Many thanks to ucumari for licensing this photo of a bobcat under Creative Commons.
- I love checking out Trish Carney’s bobcat images at Wild Lives. I’ve seen only a few bobcats during my time in California, so I’m still looking for that closeup experience with this furtive animal. One of these days, I may find myself eye to eye with a gorgeous feline in the scrub. In the meantime, I’ve lived vicariously through Trish’s photo journals, her images taken mostly on Mt. Tam. They capture these animals in all of their splendor.
- Urban Hawks is a super-cool New York city blog dealing, primarily, with raptors in the city. But Bruce’s latest posts cover urban coyotes in Central Park and other parts of the city. He has some beautiful shots of the coyote in snow, on ice, traveling in the park. And he’s also putting in a plug for more awareness and education on the topic of urban predators like coyotes. These poor canines get a bum rap and I’m over-joyed when someone takes up their cause.
- As a follow-up to my recent post on bird baths, check out Steve Borichevsky’s Shooting My Universe blog and his stellar images of Common Eiders sharing a bath (as birds will do).

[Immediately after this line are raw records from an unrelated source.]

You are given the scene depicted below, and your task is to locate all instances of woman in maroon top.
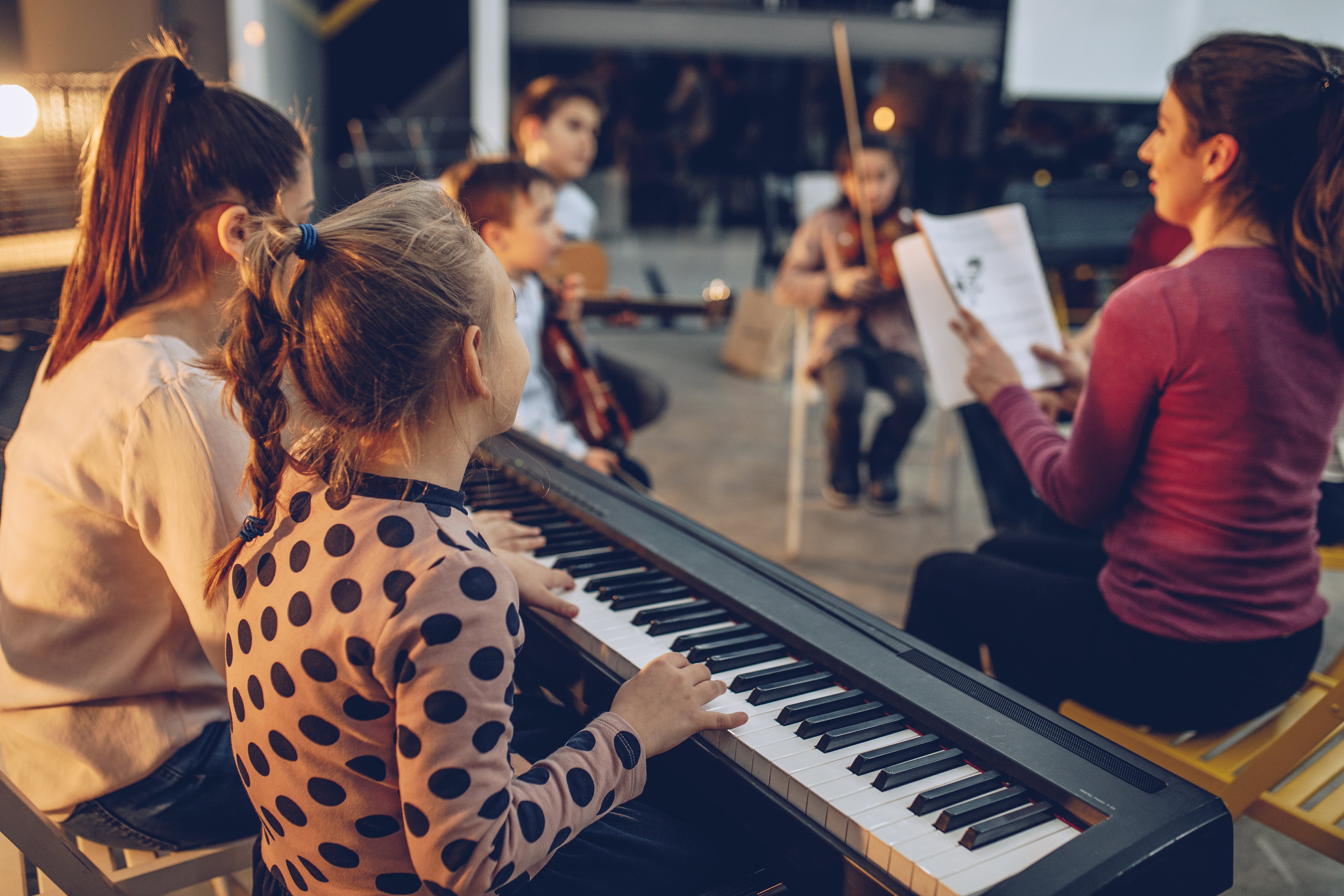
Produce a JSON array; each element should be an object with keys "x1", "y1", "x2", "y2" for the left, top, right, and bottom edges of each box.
[{"x1": 907, "y1": 34, "x2": 1344, "y2": 731}]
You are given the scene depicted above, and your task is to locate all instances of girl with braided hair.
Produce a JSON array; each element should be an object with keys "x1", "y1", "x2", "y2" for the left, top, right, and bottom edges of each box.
[{"x1": 0, "y1": 42, "x2": 313, "y2": 850}]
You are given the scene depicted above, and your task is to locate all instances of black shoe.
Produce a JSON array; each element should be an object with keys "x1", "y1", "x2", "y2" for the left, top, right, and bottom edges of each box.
[{"x1": 868, "y1": 473, "x2": 900, "y2": 516}]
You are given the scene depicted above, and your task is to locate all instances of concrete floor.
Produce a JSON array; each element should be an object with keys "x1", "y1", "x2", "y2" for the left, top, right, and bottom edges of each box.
[{"x1": 594, "y1": 232, "x2": 1344, "y2": 896}]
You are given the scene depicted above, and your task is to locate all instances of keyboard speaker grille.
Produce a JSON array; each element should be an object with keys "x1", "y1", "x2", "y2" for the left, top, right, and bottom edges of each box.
[{"x1": 900, "y1": 650, "x2": 1167, "y2": 794}]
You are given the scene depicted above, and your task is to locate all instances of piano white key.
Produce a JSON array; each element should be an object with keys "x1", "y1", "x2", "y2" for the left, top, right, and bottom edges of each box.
[
  {"x1": 937, "y1": 827, "x2": 1078, "y2": 896},
  {"x1": 910, "y1": 818, "x2": 1078, "y2": 896}
]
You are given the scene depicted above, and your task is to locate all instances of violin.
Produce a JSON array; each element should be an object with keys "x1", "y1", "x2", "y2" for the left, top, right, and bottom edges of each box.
[{"x1": 542, "y1": 286, "x2": 630, "y2": 454}]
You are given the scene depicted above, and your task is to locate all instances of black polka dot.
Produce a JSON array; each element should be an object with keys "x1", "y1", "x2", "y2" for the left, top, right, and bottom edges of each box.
[
  {"x1": 298, "y1": 648, "x2": 336, "y2": 681},
  {"x1": 341, "y1": 693, "x2": 390, "y2": 721},
  {"x1": 396, "y1": 725, "x2": 421, "y2": 759},
  {"x1": 378, "y1": 516, "x2": 415, "y2": 548},
  {"x1": 355, "y1": 815, "x2": 402, "y2": 840},
  {"x1": 289, "y1": 492, "x2": 313, "y2": 523},
  {"x1": 345, "y1": 638, "x2": 374, "y2": 666},
  {"x1": 317, "y1": 844, "x2": 359, "y2": 868},
  {"x1": 392, "y1": 650, "x2": 415, "y2": 684},
  {"x1": 298, "y1": 856, "x2": 327, "y2": 884},
  {"x1": 429, "y1": 768, "x2": 472, "y2": 799},
  {"x1": 425, "y1": 690, "x2": 466, "y2": 725},
  {"x1": 517, "y1": 799, "x2": 546, "y2": 844},
  {"x1": 261, "y1": 806, "x2": 285, "y2": 837},
  {"x1": 276, "y1": 797, "x2": 308, "y2": 827},
  {"x1": 374, "y1": 870, "x2": 421, "y2": 896},
  {"x1": 466, "y1": 648, "x2": 504, "y2": 681},
  {"x1": 298, "y1": 716, "x2": 340, "y2": 747},
  {"x1": 345, "y1": 756, "x2": 387, "y2": 780},
  {"x1": 564, "y1": 767, "x2": 597, "y2": 806},
  {"x1": 472, "y1": 720, "x2": 504, "y2": 752},
  {"x1": 438, "y1": 840, "x2": 476, "y2": 870},
  {"x1": 564, "y1": 728, "x2": 597, "y2": 752},
  {"x1": 289, "y1": 591, "x2": 313, "y2": 629},
  {"x1": 421, "y1": 613, "x2": 462, "y2": 646},
  {"x1": 270, "y1": 662, "x2": 294, "y2": 697},
  {"x1": 247, "y1": 744, "x2": 270, "y2": 778},
  {"x1": 612, "y1": 731, "x2": 640, "y2": 768},
  {"x1": 234, "y1": 754, "x2": 251, "y2": 787},
  {"x1": 323, "y1": 523, "x2": 355, "y2": 558},
  {"x1": 285, "y1": 858, "x2": 308, "y2": 893},
  {"x1": 289, "y1": 541, "x2": 313, "y2": 572},
  {"x1": 457, "y1": 567, "x2": 496, "y2": 601},
  {"x1": 517, "y1": 766, "x2": 551, "y2": 784},
  {"x1": 308, "y1": 778, "x2": 353, "y2": 806},
  {"x1": 402, "y1": 803, "x2": 429, "y2": 837},
  {"x1": 489, "y1": 862, "x2": 513, "y2": 889},
  {"x1": 266, "y1": 731, "x2": 298, "y2": 762},
  {"x1": 257, "y1": 551, "x2": 276, "y2": 587}
]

- Dr. Nancy Kay who writes the Speaking for Spot blog has a post on getting financial help to pay for veterinary bills. You can read her piece here. The embedded link to the financial page will take you to a dead end — so try this one instead.
- You know I’m not one to give a plug to hunting blogs. I have too many encounters with hunters and injured animals to feel remotely reconciled to the sounds of guns and scenes of carnage in the woods. But through a friend, I landed on a newish blog by Tovar Cerulli. Cerulli is a veggie-turned-hunter who’s exploring issues of ethics and compassion in hunting. His latest post is Gone Killing. I’ve had hunters tell me many times that I can’t possibly understand the outdoors, simply because I choose not to kill as part of my outdoors experience. Tovar’s post refutes this in a way — suggesting that stillness with nature is what creates that profound connection we share with other beings and with this earth. I agree. Hunters and I just part ways where shots are fired in that same stillness.
Hi Ingrid –
Thanks for the plug for my blog and for the other links above.

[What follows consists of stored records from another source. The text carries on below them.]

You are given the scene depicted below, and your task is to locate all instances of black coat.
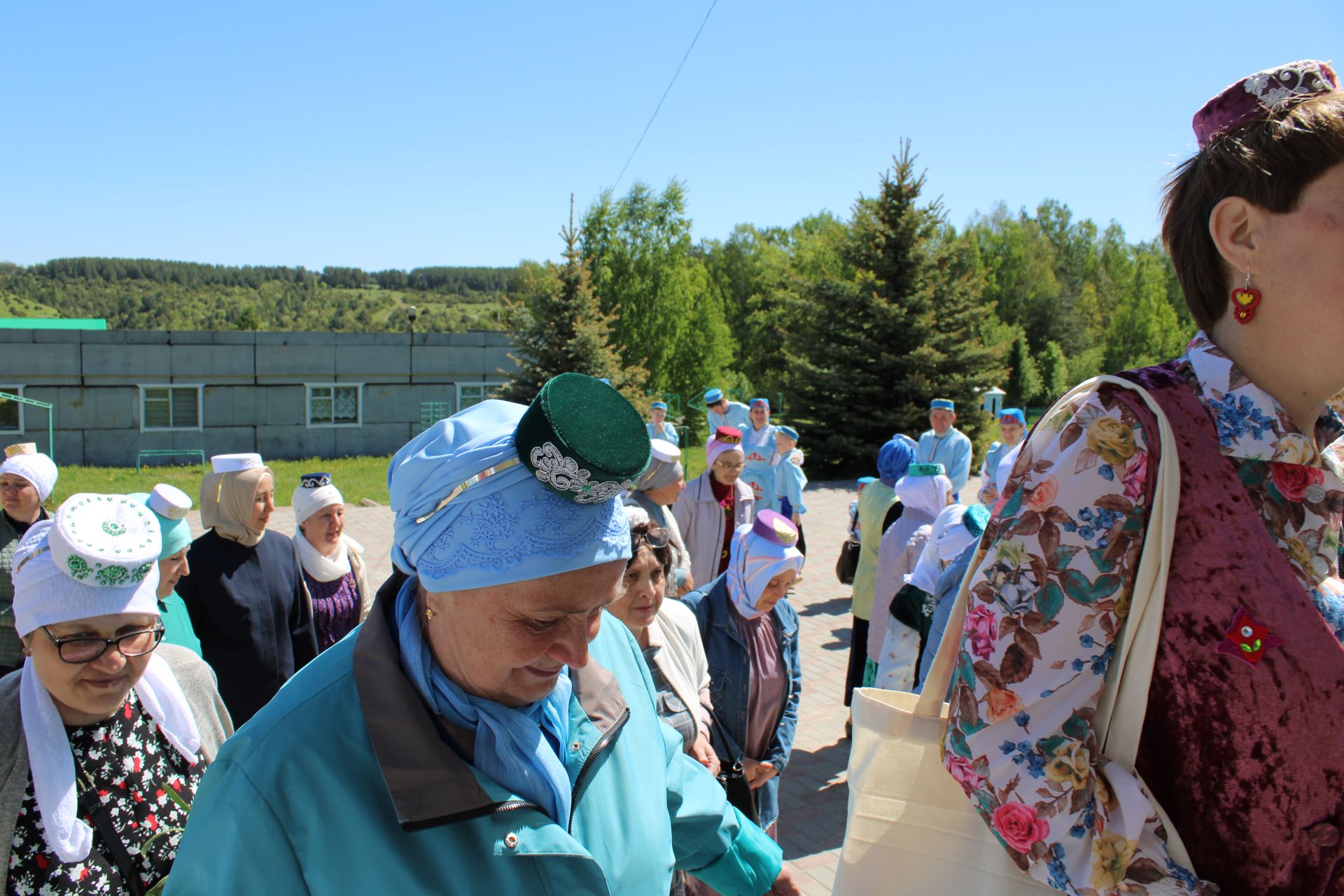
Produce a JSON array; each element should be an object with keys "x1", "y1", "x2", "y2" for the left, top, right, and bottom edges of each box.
[{"x1": 177, "y1": 529, "x2": 317, "y2": 727}]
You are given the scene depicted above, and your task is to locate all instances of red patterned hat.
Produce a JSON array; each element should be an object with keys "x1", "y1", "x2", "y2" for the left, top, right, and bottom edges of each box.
[{"x1": 1191, "y1": 59, "x2": 1340, "y2": 149}]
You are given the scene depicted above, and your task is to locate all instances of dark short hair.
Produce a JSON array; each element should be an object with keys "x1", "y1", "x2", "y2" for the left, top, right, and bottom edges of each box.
[
  {"x1": 630, "y1": 523, "x2": 672, "y2": 579},
  {"x1": 1163, "y1": 92, "x2": 1344, "y2": 330}
]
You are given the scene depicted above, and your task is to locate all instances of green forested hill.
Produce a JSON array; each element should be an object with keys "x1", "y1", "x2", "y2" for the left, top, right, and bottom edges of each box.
[{"x1": 0, "y1": 258, "x2": 517, "y2": 332}]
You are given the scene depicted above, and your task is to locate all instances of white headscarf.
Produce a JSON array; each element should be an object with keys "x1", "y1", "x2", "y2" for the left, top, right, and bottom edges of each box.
[
  {"x1": 0, "y1": 454, "x2": 59, "y2": 501},
  {"x1": 13, "y1": 505, "x2": 200, "y2": 862},
  {"x1": 906, "y1": 504, "x2": 972, "y2": 594},
  {"x1": 729, "y1": 510, "x2": 802, "y2": 620}
]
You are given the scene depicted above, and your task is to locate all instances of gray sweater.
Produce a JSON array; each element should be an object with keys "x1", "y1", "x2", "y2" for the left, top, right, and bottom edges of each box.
[{"x1": 0, "y1": 643, "x2": 234, "y2": 889}]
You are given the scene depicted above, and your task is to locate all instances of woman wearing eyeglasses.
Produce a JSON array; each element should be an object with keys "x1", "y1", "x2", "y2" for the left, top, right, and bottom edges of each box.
[
  {"x1": 672, "y1": 426, "x2": 755, "y2": 596},
  {"x1": 682, "y1": 510, "x2": 802, "y2": 837},
  {"x1": 0, "y1": 494, "x2": 232, "y2": 896}
]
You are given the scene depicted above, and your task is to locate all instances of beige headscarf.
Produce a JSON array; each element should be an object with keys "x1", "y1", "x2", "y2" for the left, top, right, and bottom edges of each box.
[{"x1": 200, "y1": 466, "x2": 276, "y2": 548}]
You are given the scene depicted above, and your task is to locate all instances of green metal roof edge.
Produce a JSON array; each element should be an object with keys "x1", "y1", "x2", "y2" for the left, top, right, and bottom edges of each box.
[{"x1": 0, "y1": 317, "x2": 108, "y2": 329}]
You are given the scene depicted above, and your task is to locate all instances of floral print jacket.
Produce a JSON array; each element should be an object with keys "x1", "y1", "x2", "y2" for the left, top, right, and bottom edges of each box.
[{"x1": 944, "y1": 333, "x2": 1344, "y2": 896}]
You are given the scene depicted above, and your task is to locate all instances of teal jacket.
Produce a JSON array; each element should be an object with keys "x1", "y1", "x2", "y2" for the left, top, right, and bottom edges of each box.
[{"x1": 167, "y1": 585, "x2": 782, "y2": 896}]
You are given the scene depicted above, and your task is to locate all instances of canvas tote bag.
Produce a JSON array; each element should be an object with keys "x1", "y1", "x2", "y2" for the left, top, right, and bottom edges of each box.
[{"x1": 833, "y1": 376, "x2": 1191, "y2": 896}]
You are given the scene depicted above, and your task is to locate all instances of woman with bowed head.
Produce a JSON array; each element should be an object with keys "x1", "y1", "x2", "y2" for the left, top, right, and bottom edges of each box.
[
  {"x1": 608, "y1": 505, "x2": 719, "y2": 896},
  {"x1": 672, "y1": 426, "x2": 755, "y2": 596},
  {"x1": 168, "y1": 373, "x2": 797, "y2": 896},
  {"x1": 290, "y1": 473, "x2": 374, "y2": 653},
  {"x1": 129, "y1": 482, "x2": 200, "y2": 657},
  {"x1": 0, "y1": 494, "x2": 234, "y2": 896},
  {"x1": 684, "y1": 510, "x2": 802, "y2": 836},
  {"x1": 872, "y1": 502, "x2": 989, "y2": 692},
  {"x1": 625, "y1": 440, "x2": 695, "y2": 596},
  {"x1": 177, "y1": 454, "x2": 317, "y2": 725},
  {"x1": 844, "y1": 435, "x2": 916, "y2": 714},
  {"x1": 863, "y1": 463, "x2": 953, "y2": 688},
  {"x1": 945, "y1": 60, "x2": 1344, "y2": 896},
  {"x1": 0, "y1": 442, "x2": 58, "y2": 677}
]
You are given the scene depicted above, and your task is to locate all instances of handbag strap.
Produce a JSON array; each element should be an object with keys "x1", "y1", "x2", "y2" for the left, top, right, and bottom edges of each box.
[{"x1": 78, "y1": 770, "x2": 145, "y2": 896}]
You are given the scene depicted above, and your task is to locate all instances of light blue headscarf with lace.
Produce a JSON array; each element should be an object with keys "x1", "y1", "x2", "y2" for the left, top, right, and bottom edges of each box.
[{"x1": 387, "y1": 400, "x2": 630, "y2": 825}]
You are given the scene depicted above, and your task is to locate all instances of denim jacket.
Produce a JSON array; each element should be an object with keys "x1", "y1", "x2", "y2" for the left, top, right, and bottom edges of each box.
[{"x1": 681, "y1": 575, "x2": 802, "y2": 827}]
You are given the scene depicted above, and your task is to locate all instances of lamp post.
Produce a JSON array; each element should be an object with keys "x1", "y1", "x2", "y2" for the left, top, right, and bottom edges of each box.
[{"x1": 406, "y1": 305, "x2": 419, "y2": 386}]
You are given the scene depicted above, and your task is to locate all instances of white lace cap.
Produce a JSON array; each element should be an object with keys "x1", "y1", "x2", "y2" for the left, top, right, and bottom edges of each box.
[
  {"x1": 649, "y1": 440, "x2": 681, "y2": 463},
  {"x1": 210, "y1": 451, "x2": 266, "y2": 473},
  {"x1": 48, "y1": 493, "x2": 162, "y2": 589},
  {"x1": 13, "y1": 494, "x2": 161, "y2": 637}
]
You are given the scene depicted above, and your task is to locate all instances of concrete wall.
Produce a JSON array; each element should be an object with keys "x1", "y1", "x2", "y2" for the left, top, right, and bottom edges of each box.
[{"x1": 0, "y1": 329, "x2": 514, "y2": 466}]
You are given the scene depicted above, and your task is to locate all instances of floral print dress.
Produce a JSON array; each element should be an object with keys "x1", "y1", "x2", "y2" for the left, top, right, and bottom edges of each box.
[
  {"x1": 4, "y1": 690, "x2": 204, "y2": 896},
  {"x1": 944, "y1": 333, "x2": 1344, "y2": 896}
]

A few years ago I chanced onto a pair of bobcat kittens in the woods about a mile from home here in Vermont. What a thrilling encounter! I first learned about bobcats (their tracks, habits, etc) from Susan Morse, founder of Keeping Track, who is dedicated to conservation of large areas of habitat and corridors between them, especially for species such as bobcat, bear, and cougar. She also happens to be a deer hunter.

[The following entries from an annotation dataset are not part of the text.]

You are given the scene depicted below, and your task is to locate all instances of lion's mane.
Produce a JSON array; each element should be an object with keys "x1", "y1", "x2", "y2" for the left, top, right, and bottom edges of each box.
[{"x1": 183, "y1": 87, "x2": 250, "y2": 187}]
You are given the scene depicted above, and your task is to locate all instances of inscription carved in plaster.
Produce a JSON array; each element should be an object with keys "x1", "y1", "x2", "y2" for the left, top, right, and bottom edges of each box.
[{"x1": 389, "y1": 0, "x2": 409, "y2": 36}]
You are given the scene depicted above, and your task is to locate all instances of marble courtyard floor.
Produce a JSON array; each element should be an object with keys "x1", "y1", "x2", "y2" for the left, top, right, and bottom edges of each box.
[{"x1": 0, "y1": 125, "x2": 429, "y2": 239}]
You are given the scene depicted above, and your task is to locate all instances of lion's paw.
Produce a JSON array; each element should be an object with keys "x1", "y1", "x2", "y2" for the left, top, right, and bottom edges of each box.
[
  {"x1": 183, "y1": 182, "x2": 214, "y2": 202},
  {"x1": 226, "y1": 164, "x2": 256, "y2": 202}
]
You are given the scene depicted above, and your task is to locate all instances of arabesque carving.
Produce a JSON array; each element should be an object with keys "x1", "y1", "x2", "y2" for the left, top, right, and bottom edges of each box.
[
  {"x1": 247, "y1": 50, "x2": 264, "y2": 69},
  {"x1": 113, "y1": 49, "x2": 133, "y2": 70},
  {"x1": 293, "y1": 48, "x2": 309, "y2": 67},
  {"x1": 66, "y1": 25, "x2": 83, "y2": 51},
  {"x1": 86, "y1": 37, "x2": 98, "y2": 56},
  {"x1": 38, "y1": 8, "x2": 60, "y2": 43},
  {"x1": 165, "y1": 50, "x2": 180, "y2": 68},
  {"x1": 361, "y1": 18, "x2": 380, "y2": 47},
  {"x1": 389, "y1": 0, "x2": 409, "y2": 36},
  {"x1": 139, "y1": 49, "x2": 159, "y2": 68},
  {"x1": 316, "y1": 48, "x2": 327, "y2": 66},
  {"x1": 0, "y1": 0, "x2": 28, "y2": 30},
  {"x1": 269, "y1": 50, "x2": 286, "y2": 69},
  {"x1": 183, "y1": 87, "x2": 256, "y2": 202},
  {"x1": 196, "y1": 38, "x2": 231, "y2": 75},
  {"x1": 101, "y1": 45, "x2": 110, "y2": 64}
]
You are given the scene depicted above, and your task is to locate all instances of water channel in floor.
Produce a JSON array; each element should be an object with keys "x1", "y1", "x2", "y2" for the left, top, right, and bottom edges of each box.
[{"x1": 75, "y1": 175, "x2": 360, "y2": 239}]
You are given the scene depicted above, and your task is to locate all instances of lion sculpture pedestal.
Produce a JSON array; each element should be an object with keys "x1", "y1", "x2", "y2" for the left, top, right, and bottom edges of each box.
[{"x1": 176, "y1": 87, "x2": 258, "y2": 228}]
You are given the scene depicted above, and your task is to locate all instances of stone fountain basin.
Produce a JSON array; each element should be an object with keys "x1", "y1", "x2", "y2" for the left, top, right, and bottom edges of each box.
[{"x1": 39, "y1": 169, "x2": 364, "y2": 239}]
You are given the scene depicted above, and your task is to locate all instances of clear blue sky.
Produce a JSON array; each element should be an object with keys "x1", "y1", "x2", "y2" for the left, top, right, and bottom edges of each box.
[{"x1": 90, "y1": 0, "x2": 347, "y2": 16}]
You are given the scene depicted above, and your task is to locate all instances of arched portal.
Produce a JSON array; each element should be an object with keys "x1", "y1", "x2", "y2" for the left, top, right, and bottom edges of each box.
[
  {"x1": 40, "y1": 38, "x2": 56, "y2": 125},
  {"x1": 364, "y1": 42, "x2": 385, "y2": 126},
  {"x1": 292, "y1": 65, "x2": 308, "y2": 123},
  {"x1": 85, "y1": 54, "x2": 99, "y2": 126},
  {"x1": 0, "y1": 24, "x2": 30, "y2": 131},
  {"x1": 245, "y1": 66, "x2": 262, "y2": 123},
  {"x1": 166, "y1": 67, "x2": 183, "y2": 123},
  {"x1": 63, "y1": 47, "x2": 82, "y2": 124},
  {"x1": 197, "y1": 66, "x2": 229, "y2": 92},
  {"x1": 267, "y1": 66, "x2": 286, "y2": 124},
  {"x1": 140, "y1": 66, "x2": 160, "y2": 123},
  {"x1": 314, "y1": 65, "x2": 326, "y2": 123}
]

Tovar, thanks for stopping by. I like hearing stories like Susan’s, where there’s a confluence in thought among all of us who believe in habitat conservation and wildlife protection. Thanks for that tidbit.
I should probably mention two other things about Sue Morse: (1) She, too, is a fantastic photographer. If you get a chance to see any of her wildlife photography, especially of bobcat, lynx, and cougar, you’ll see what I mean. (2) When I first met her a dozen years ago, I was still a vegetarian. The fact that she worked for wildlife habitat protection AND hunted did not compute for me at all. Now, I get it, and know there are a lot of other dedicated hunter-conservationists out there, too.
P.S. By the way, I agree with your comment on my post. There are many different ways of understanding the larger-than-human-world. Photographers, birdwatchers, biologists, wildlife rescue workers, hunters of various kinds, indigenous shamans, etc, can all gain deep understandings of nature and animals. And sometimes those perspectives and kinds of understandings overlap, even within individual people who happen to fall into several different categories.
btw: Tovar’s been exceptionally courteous, in a social networking kind of way, by not posting any hyperlinks. So, here’s the link to Susan Morse’s work: https://www.keepingtrack.org/index.html. And here’s a sample of her photography, from that same website: https://www.keepingtrack.org/article/view/3206/1/388/index.html.
I’ll see if I can scrounge up links to more of her photos. I have to admit, Tovar, that I’m particularly grateful for efforts on behalf of predator animals, given how much they tend to be in the crosshairs, both literally and figuratively.